I survived my third week of work at my new job. I have to admit I've got it very easy right now. I decided to re-enter the working world not with a canon ball jump but with one toe in to test the waters first. My schedule allows me to be home two weekdays and home late afternoon to I can prep dinner and prepare for everyone's home coming. The job doesn't pay well ($12/hr) but I'm not in retail, food service or a customer facing position. Not to say those types of jobs are undesirable. At the end of my day as sales support, I am done with work- no obligations, no lingering responsibilities, no emails to check, I'm the opposite of on-call. Alas, it's not a career move. I'm still looking for something that will make more money per paycheck and engage me a bit more.

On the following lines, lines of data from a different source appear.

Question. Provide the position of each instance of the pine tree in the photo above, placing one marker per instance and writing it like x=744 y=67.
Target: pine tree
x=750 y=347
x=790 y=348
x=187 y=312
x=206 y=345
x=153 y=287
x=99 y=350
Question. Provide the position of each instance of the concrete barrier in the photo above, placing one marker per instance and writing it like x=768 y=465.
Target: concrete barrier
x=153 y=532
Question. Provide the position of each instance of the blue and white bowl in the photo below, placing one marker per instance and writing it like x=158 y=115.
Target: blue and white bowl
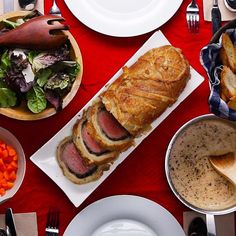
x=210 y=60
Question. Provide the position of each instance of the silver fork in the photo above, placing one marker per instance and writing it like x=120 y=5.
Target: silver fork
x=192 y=17
x=52 y=225
x=55 y=9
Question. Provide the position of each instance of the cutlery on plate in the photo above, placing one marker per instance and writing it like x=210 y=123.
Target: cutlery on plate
x=55 y=9
x=27 y=4
x=230 y=4
x=192 y=17
x=215 y=17
x=197 y=227
x=8 y=6
x=10 y=223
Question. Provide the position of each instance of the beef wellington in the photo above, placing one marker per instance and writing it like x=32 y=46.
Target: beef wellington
x=90 y=150
x=73 y=165
x=106 y=130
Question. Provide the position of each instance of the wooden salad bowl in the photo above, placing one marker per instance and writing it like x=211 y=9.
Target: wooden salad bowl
x=21 y=112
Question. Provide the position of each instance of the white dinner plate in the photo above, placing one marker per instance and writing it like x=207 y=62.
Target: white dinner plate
x=133 y=211
x=45 y=158
x=123 y=18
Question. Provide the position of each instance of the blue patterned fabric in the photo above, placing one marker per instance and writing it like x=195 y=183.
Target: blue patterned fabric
x=211 y=62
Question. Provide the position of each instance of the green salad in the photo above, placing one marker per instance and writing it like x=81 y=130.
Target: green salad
x=40 y=78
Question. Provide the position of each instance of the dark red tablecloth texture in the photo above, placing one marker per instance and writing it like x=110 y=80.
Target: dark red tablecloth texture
x=142 y=173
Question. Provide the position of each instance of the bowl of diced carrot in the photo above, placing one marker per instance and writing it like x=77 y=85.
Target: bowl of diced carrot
x=12 y=164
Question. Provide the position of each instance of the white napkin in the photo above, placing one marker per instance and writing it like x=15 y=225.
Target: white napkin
x=226 y=14
x=39 y=6
x=26 y=223
x=224 y=223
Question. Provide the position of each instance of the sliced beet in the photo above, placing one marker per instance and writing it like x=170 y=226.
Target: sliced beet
x=90 y=143
x=110 y=126
x=72 y=159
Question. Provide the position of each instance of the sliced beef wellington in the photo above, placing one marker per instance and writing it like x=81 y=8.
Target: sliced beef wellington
x=89 y=149
x=106 y=130
x=73 y=166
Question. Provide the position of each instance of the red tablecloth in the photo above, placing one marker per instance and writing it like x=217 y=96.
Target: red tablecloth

But I know a career move means giving up some of the perks of a small job. What I'll miss the most are my days off with the kids, even at the expense of tantrums, sticky floors and snacks tucked into the couch cushions. The second thing I'll miss is being home in time to prep dinner well before everyone else comes home. It's more than being able to cook a (somewhat) healthy meal; it's about having that moment to get ahead of the crazy evening to come. And, admittedly, catch a segment of Ellen or Oprah. I'll also miss the flexibility that comes with a low-impact job. If I need to leave suddenly, I can just leave. There's no shift changing, no reports to finish, no deadlines.

Did I mention the low pay?

I have an interview next week with a reputable company for a marketing reporting analyst position. It isn't glamorous work but it would pay better and put me back on the career oriented path. It will probably mean the end of perks too. Although I'm a working mom like millions of other mothers, I feel like I haven't walked their shoes yet. If I get this next job I certainly will.

I just hope the shoe fits and that I don't trip too often.